A família, marido, mulher, filho e filha, crianças, aceitaram o convite de pronto. “E recebeu-nos com tempo, não foram só cinco minutos; estivemos os cinco juntos cerca de uma hora.”

— Uma hora?
— Uma hora.
— De que se fala com um Papa durante tanto tempo?
— De tudo, de tudo. De tudo.

O dia em que os Padrón visitaram Santa Marta

Não falemos de temáticas. Falemos de sensações antes. “Foi uma emoção difícil de descrever agora, um nervosismo que nos atravessa todo o corpo. Estávamos ali sentados frente a frente com o Papa. Mas sem sentirmos um peso ou distância. A sala onde ele nos recebeu era despojada, sem ostentar luxos, sem ostentar ‘poder’. Parecia uma casa só, normal.”

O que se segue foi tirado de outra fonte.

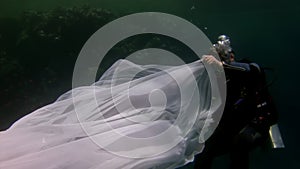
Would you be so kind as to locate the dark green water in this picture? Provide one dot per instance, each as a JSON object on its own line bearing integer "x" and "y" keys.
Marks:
{"x": 264, "y": 30}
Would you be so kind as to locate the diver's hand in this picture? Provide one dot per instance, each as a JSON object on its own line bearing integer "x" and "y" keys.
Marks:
{"x": 209, "y": 59}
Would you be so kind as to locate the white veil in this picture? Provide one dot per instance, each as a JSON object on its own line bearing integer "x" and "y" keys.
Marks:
{"x": 138, "y": 117}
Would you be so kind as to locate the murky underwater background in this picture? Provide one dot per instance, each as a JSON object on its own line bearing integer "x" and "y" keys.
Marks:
{"x": 38, "y": 50}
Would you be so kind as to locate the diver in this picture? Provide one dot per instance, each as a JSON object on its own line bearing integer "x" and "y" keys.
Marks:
{"x": 249, "y": 110}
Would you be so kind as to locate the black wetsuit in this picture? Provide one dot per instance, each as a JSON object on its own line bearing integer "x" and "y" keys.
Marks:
{"x": 241, "y": 127}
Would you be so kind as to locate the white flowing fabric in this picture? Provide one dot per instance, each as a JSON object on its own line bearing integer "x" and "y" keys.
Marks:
{"x": 121, "y": 121}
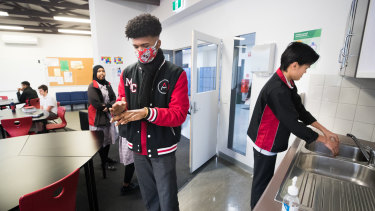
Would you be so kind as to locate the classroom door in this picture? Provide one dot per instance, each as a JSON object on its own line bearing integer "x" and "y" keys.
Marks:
{"x": 205, "y": 74}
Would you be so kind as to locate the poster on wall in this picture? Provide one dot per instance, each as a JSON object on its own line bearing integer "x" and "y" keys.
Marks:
{"x": 311, "y": 38}
{"x": 76, "y": 65}
{"x": 106, "y": 60}
{"x": 118, "y": 60}
{"x": 64, "y": 65}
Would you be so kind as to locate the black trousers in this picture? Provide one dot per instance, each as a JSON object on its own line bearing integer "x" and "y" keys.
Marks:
{"x": 158, "y": 181}
{"x": 264, "y": 167}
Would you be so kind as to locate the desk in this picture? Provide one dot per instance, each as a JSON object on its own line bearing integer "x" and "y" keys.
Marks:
{"x": 7, "y": 103}
{"x": 29, "y": 163}
{"x": 8, "y": 114}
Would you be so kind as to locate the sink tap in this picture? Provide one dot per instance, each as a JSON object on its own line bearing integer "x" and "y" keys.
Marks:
{"x": 370, "y": 156}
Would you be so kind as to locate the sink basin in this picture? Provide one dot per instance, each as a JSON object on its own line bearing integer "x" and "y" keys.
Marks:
{"x": 338, "y": 169}
{"x": 346, "y": 151}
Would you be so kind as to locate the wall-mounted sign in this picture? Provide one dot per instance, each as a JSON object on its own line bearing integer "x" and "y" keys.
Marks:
{"x": 178, "y": 5}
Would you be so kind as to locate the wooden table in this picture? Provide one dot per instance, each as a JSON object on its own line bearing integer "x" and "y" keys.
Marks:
{"x": 29, "y": 163}
{"x": 8, "y": 114}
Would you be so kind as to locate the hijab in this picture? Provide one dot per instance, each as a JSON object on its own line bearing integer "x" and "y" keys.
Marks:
{"x": 95, "y": 73}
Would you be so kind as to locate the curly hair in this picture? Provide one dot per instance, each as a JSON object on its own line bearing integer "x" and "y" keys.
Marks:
{"x": 142, "y": 26}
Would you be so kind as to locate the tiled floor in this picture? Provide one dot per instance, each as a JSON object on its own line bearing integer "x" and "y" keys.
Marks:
{"x": 219, "y": 185}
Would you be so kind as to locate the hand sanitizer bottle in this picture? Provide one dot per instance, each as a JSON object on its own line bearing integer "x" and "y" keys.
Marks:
{"x": 291, "y": 200}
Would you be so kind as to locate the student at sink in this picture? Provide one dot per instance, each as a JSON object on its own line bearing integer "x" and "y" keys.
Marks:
{"x": 279, "y": 112}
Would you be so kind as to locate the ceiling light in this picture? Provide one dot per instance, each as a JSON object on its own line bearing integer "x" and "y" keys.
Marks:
{"x": 80, "y": 20}
{"x": 3, "y": 13}
{"x": 69, "y": 31}
{"x": 12, "y": 27}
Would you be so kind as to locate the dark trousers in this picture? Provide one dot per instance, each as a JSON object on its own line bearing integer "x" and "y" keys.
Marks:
{"x": 129, "y": 171}
{"x": 157, "y": 181}
{"x": 264, "y": 167}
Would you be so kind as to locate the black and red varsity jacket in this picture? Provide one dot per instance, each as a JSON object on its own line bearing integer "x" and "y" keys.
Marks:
{"x": 277, "y": 113}
{"x": 97, "y": 117}
{"x": 159, "y": 133}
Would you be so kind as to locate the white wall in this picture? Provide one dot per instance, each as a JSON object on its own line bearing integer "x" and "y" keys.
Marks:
{"x": 108, "y": 21}
{"x": 273, "y": 21}
{"x": 20, "y": 62}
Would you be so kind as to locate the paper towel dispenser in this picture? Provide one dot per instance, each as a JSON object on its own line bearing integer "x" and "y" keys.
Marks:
{"x": 262, "y": 58}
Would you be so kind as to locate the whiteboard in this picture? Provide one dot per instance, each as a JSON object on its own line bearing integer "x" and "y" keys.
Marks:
{"x": 15, "y": 70}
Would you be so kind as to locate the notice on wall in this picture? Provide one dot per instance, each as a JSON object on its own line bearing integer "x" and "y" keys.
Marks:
{"x": 311, "y": 38}
{"x": 59, "y": 80}
{"x": 68, "y": 76}
{"x": 106, "y": 60}
{"x": 57, "y": 71}
{"x": 76, "y": 64}
{"x": 52, "y": 62}
{"x": 64, "y": 65}
{"x": 118, "y": 60}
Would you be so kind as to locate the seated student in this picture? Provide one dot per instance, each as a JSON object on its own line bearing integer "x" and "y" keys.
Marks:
{"x": 47, "y": 102}
{"x": 27, "y": 93}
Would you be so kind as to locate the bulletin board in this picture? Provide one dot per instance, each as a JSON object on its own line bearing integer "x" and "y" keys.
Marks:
{"x": 63, "y": 71}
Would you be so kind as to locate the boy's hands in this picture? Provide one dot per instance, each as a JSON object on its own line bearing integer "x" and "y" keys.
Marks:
{"x": 118, "y": 108}
{"x": 331, "y": 144}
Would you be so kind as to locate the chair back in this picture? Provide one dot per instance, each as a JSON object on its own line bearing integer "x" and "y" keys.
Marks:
{"x": 35, "y": 102}
{"x": 59, "y": 196}
{"x": 61, "y": 114}
{"x": 17, "y": 126}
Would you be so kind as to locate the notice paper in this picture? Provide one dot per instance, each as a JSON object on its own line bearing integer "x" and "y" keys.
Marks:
{"x": 76, "y": 64}
{"x": 68, "y": 76}
{"x": 57, "y": 71}
{"x": 60, "y": 80}
{"x": 52, "y": 62}
{"x": 64, "y": 65}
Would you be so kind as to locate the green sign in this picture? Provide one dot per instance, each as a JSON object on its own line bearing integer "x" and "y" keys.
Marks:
{"x": 307, "y": 34}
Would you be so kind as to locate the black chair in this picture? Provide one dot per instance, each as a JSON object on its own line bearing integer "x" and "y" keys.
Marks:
{"x": 84, "y": 119}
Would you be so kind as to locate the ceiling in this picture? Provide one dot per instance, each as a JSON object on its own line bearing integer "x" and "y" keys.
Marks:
{"x": 36, "y": 16}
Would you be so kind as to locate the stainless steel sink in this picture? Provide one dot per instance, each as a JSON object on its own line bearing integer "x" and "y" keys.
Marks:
{"x": 345, "y": 151}
{"x": 337, "y": 169}
{"x": 342, "y": 183}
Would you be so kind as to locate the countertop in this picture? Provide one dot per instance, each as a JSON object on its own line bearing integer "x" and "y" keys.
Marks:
{"x": 267, "y": 200}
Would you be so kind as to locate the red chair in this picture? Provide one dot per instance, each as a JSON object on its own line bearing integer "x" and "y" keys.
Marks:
{"x": 61, "y": 114}
{"x": 17, "y": 126}
{"x": 45, "y": 199}
{"x": 35, "y": 102}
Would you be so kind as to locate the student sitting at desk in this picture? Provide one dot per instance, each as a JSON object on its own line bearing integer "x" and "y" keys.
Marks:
{"x": 47, "y": 102}
{"x": 27, "y": 93}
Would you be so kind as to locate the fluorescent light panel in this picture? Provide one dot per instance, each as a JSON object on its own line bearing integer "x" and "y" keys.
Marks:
{"x": 69, "y": 31}
{"x": 80, "y": 20}
{"x": 238, "y": 38}
{"x": 3, "y": 13}
{"x": 11, "y": 27}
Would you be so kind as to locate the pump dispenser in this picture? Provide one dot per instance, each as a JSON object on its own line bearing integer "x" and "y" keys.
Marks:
{"x": 291, "y": 200}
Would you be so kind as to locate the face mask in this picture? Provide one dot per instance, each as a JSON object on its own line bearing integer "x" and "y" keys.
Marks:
{"x": 147, "y": 55}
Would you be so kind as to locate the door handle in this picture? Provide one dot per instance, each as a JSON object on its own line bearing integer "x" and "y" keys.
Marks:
{"x": 194, "y": 108}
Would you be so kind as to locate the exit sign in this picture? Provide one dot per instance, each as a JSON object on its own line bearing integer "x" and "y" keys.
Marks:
{"x": 178, "y": 5}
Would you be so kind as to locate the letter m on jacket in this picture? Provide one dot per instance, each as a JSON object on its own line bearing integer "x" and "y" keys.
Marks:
{"x": 132, "y": 87}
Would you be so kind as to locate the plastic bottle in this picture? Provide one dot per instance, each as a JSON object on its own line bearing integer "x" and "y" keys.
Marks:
{"x": 291, "y": 200}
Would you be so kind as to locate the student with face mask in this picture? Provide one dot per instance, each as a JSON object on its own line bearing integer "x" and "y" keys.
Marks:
{"x": 153, "y": 103}
{"x": 101, "y": 98}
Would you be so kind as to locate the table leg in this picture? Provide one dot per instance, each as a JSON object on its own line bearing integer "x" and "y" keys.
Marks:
{"x": 88, "y": 185}
{"x": 91, "y": 185}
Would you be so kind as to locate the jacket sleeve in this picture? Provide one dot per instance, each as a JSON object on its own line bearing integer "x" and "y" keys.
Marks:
{"x": 287, "y": 114}
{"x": 178, "y": 106}
{"x": 93, "y": 98}
{"x": 304, "y": 115}
{"x": 112, "y": 97}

Francisco, garante Sebastián, “apareceu já a sorrir, como se nos conhecesse há anos”. E falou, claro, de empanadas. Não só, mas também. “Disse que as empanadas lhe faziam lembrar os tempos em Buenos Aires. Apertou-nos a mão e logo de seguida perguntou pelos nossos dois filhos, pela nossa terra, pela loja. Não havia formalismos, nem pressa nem formalismos. E ouviu-nos. Com atenção. Com genuína curiosidade.”

Falaram com Francisco muito de casa, que é uma casa comum. A Argentina. “Sim, falámos da Argentina que deixámos, daqueles dias difíceis que vivemos quando chegámos a Itália. E claro que falámos de futebol — como bons argentinos. E falámos das receitas que trazemos da infância. Ele lembrava-se de expressões em lunfardo, de cantos de Buenos Aires que só quem lá cresceu conhece.” Sebastián caracteriza-se: “Desarmado, senti-me desarmado”.

“Até nem parecia que estávamos com o Papa. Era talvez como estar com um tio velho, sabes?, que há muito já não víamos”, descreve de maneira que melhor era impossível de perceber. 

A gelataria está já num corrupio. Já não só o lufa-lufa do patrão Padrón, de clientes também. “São cada vez mais. De vários países. As pessoas querem ver este lugar, provar o gelado, ouvir a nossa história. E nós contamos com gosto. Porque, no fundo, é isso que em nós ficou: uma história simples, bonita, verdadeira. Como ele era.” 

— Já te despediste?
— Ainda não.
— Vais à Basílica de São Pedro?
— Sim, claro. Só preciso organizar-me aqui com o trabalho.
— Que parece ser muito…
— É. Mas quero muito ir prestar-lhe essa homenagem.